GTK and Toolkit Choices

  • Many are surprised GIMP 3.0 is just now moving to GTK3 and not GTK4, given GTK’s origin as “Gimp Toolkit.”
  • Several describe GTK2→GTK3 as a painful, breaking migration; this is cited as a reason the project finished GTK3 work before contemplating GTK4.
  • Some argue GTK4 is strongly GNOME-focused, removes APIs, and is hostile to non-GNOME apps; a few suggest switching to Qt instead.
  • A GIMP contributor notes GTK4 porting is “on the radar,” but not a priority; new code is written with GTK4 migration guidelines in mind.

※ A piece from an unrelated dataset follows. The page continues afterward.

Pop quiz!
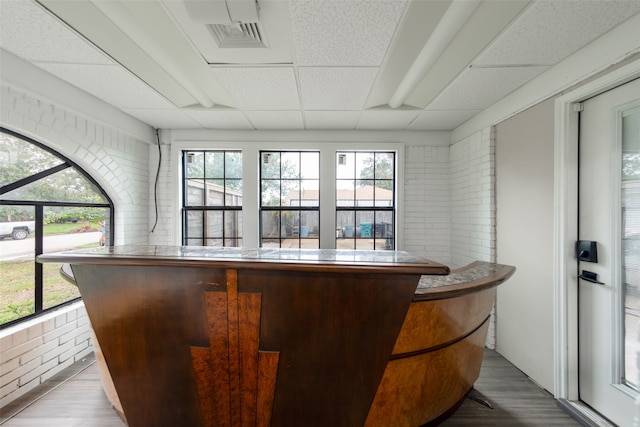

Color Management, CMYK, and Lab

  • CMYK support is welcomed, especially for print and DTP; some think it’s late and that GIMP “missed the boat” in professional print.
  • Others say print (especially packaging) is still important, and CMYK will help adoption.
  • There’s debate over how fully CMYK/Lab are integrated: article wording suggests RGB-internal with conversion at output; a contributor clarifies GIMP 3.0 stores pixels in a richer color object that keeps model/space/profile, laying groundwork for true CMYK/Lab modes later.

UX, Workflow, and Features

  • Non-destructive editing is seen as a huge milestone and a long-promised feature.
  • Persistent criticism of GIMP’s UX: confusing export vs save, awkward text editing/moving, difficulty drawing basic shapes, multi-tool workflows for simple tasks.
  • Some like the updated visuals; others dislike GTK3 header bars and buttons in title bars.
  • One contributor highlights concrete UX improvements: non-destructive filters, multi-selection, better text outlines.

Project Pace and Governance

  • Many joke about the decades-long wait for 3.0; others defend slow volunteer-driven progress and the decision to batch all plugin-breaking changes into one major release.
  • There’s tension between calls to “submit patches” and frustration from people who tried contributing and hit project-level roadblocks.
  • Funding and sustainability come up; one commenter notes key core devs receive very modest ongoing support.

Alternatives and Ecosystem

  • Affinity, Photoshop, Photopea, Krita, Inkscape, and Pinta are frequently mentioned as tools people actually use instead of GIMP, mainly for better UX, print support, or platform availability.
  • Some see FOSS tools as philosophically important; others argue professionals should just pay for best-in-class proprietary tools.